Here, we show that BCP can be used to identify the mechanisms by which crude natural product extracts kill bacteria, to detect multiple activities in one extract, and that it can be used to follow different activities during purification. We used BCP to guide purification of two related translation inhibitors, bacillaene and bacillaene B, and two molecules with membrane permeabilization activity, subtilosin and SKF. Our results show that BCP can be used to determine whether a crude extract contains interesting MOAs, thereby allowing investigators to prioritize extracts based on the likelihood of finding molecules with desired activities. We further show that BCP works on a plate (in an implementation we call BCP on a plate) when indicator bacteria are simply spotted next to a producer strain. In this case, B. subtilis 3610 showed the same two activities on a plate as it did in crude extracts. This provides a rapid method to identify strains producing molecules with interesting activities.

BCP is a powerful addition to efforts to identify new natural products with antibacterial activities. At the earliest stages of purification, fractions often contain many different natural products that can be detected by MS, but knowing which of these molecules is responsible for killing activity can be difficult. One reason for this challenge is that fractions can have high concentrations of an inactive but abundant molecule, such as surfactin, and relatively low concentrations of a highly active molecule, in which case the active molecule might not be considered significant. Another is that some molecules, such as bacillaene, are not readily detected by MS, and might not be pursued. In both of these cases, BCP provides a rapid way to follow molecules with the desired activity through purification steps. BCP also assists with dereplication efforts, allowing the MOA of each fraction to be compared with the known activities of the molecules detected by MS. For example, with BCP we were able to rapidly identify the MOA for crude extracts and purified molecules and couple this knowledge with information from MS to gain a more complete understanding of the molecules responsible for the antibiotic activities. An extract from B. subtilis strain 3610 produced natural products with two MOAs, translational inhibition and cell permeabilization. We were able to associate one molecule with the translational inhibition activity (bacillaene and its glycosylated product), and two molecules with the cell permeabilization activity (subtilosin and SKF). Our results show that BCP can sensitively and accurately detect compounds with antibacterial activity even when present in very small amounts and can be used as a powerful way to connect phenotype to mechanism, and mechanism to molecule.

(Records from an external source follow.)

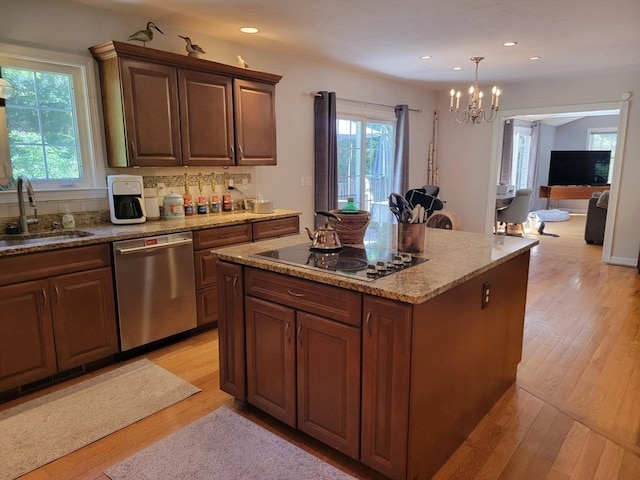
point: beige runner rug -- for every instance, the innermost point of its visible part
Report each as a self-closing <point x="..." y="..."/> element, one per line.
<point x="224" y="446"/>
<point x="44" y="429"/>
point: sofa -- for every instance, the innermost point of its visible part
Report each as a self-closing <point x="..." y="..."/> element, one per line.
<point x="596" y="218"/>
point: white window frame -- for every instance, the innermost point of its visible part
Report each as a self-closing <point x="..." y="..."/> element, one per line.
<point x="596" y="130"/>
<point x="87" y="105"/>
<point x="365" y="113"/>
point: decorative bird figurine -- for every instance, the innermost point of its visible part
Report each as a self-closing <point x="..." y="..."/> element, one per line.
<point x="241" y="63"/>
<point x="192" y="49"/>
<point x="145" y="35"/>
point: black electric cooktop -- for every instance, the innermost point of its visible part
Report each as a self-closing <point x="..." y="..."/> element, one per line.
<point x="348" y="262"/>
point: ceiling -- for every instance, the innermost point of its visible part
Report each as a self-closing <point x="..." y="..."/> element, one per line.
<point x="386" y="37"/>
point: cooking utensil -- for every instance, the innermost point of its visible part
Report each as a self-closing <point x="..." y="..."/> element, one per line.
<point x="325" y="239"/>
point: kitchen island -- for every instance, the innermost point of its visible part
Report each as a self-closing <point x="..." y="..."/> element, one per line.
<point x="393" y="372"/>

A key problem in natural product work is determining which microbial strains produce new molecules with interesting biological activities. Traditionally, such work begins with the generation of crude extracts. Here, we show that BCP can be used to bypass this step and screen strains directly on petri plates to first identify those that produce molecules with interesting antibiotic activities (Figure 6a). This allows the laborious and time-consuming effort of creating extracts to be focused on only those strains that produce interesting bioactive molecules. BCP can then be used as an assay that allows purification of the interesting molecules away from other compounds with unwanted activities (Figure 6b). BCP, therefore, significantly reduces the number of extracts that need to be produced and subsequently the number of fractions that need to be characterized. This new protocol provides a time-saving workflow for natural product discovery. BCP on a plate also potentially avoids the problem of losing molecules during extract preparation during the initial screening process, providing a means to optimize extraction parameters for the molecule with the desired biological activity.

Figure 6
figure 6

Bacterial cytological profiling (BCP) in natural product screening workflow. (a) Using BCP on plate technique to identify strain candidates capable of producing antimicrobial molecules. (b) Using BCP to directly screen crude extracts, revealing the natural product mechanism of actions (MOAs) in each extract and guiding the purification process.